New York City authorities have postponed a vote on a controversial $950 million subsidy package for the construction of a new Nyse tower block after Exchange chairman Richard Grasso questioned the viability of the project.
New York's Industrial Development Agency was scheduled to vote through the plans tomorrow, authorising the sale of bonds to help finance the build of a 900 foot tower above the Exchange's new trading floor.
The decision to cancel comes days after Nyse chairman Grasso expressed serious misgivings about the plans in the wake of the terrorist attacks on 11 September. The attacks have led to a fundamental rethink about locational issues and their relationship to disaster recovery procedures, with Grasso saying the Nyse would be looking to decentralise its operations in the future. He says the Exzchange would prefer a move into a rebuilt World Trade Centre complex.
The original plans had called for the contruction of a new 600,000 square-foot trading floor across the street from Nyse's current location on Broad and Wall Streets.
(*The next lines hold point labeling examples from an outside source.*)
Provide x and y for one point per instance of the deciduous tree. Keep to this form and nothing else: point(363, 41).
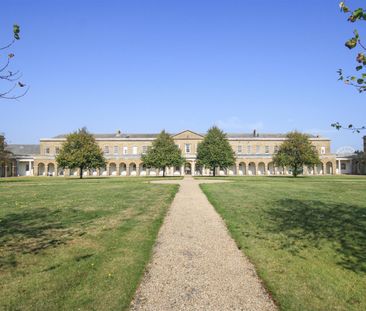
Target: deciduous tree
point(11, 79)
point(163, 153)
point(295, 152)
point(81, 151)
point(4, 154)
point(215, 150)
The City was prepared to underwrite a large portion of the development, representing the largest such deal in New York history, after the Nyse had threatened to relocate its HQ to New Jersey.
The cancellation of the vote has been welcomed by activist groups, which had campaigned against the financing package. "With the city's current budget crisis, it's unconscionable that the city would use taxpayer dollars on a project that does not benefit the reconstruction efforts of Lower Manhattan," says Jahahara Alkebulan-Ma'at, citywide coordinator for the Alliance for a Working Economy.